Q296 Mrs Moon: I am just wondering,
if we went down the route that you are describing, where the Committee
gave the expert scientific advice and disregarded the social policy
implicationsand it is all in public, the scientific advicewhether
we are setting ourselves up for a tension, where a minister has
to take the social issues into consideration which may well have
quite severe implications when reaching a decision in the setting
of carbon budgets because the social policy issues may well be
very dramatic. Are we then in a situation where if a minister
ignores the advice of the Climate Change Committee that we could
have scope for a legal challenge of the Government if that advice
is not taken, and where does that leave us?
Mr Woods: One would be getting
closer to that but it depends on how strong the advice from the
Committee was and how unreasonable the minister was seen to be
in ignoring that advice. If the minister can show that he took
on board the advice, he took on board concerns about social impacts
and then decided on a certain route, although a challenge might
be raised, it should not be successful. The minister retains the
ultimate political discretion.
Q297 Mrs Moon: Who does he have to
show this to?
Mr Woods: Show? Sorry?
Q298 Mrs Moon: That he has taken
into consideration and has looked at the advice from the Climate
Change Committee but, because of the social policy implications,
he has decided to override the advice in setting the budget, who
is he going to have to demonstrate this to and how often? Are
we going to constantly have Government facing, potentially, a
legal challenge?
Mr Woods: It seems to be happening
quite a lot. Almost every year one is finding a new energy review
or Stern Report coming though I suppose that might be necessary.

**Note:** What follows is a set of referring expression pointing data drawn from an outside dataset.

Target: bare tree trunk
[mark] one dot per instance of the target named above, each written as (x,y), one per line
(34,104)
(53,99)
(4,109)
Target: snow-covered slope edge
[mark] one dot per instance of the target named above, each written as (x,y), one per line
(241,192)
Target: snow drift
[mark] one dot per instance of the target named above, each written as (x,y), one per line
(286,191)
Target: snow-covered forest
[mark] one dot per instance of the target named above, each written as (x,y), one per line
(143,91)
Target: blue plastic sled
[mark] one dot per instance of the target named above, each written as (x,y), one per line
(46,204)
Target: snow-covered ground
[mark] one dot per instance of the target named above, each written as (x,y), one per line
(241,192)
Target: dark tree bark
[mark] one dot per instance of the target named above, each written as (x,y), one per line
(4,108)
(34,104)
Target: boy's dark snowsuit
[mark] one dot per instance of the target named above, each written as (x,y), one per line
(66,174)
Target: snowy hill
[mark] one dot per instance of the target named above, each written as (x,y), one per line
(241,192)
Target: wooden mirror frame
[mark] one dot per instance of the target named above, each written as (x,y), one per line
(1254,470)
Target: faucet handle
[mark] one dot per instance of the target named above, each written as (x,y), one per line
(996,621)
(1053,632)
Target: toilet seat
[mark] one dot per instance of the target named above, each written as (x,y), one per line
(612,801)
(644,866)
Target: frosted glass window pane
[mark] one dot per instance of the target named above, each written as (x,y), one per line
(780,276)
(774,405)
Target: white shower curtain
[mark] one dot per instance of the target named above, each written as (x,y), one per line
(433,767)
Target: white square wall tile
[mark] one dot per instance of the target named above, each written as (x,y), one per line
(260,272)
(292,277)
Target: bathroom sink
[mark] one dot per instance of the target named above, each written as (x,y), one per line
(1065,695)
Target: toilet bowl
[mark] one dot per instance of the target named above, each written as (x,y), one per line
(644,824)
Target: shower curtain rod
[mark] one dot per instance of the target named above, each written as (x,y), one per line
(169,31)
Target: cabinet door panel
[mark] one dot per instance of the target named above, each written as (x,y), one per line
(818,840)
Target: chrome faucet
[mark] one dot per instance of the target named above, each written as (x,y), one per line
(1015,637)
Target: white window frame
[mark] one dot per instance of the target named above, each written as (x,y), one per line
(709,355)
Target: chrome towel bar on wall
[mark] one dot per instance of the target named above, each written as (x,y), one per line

I suppose scrutiny would be undertaken not only over the road
but also up the road at the High Court.
Q299 Mr Cox: So far we are not making
good progress, are we? We have a policy of suggesting a Judicial
Review, an appropriate legal sanction, that you have described
as impractical and essentially unenforceable or pointless. We
have a Committee, which is at the heart of the Bill which you
have described as ill-defined, and the Bill not making up its
mind as to precisely what it is. These are pretty core and fundamental
provisions of this Bill. Where are we left with in your original
analysis that this was a step forward? So far you have blown two
holes in it, big ones.
Mr Bainbridge: I guess the question
is how much the Bill is a fait accompli or a work in progress?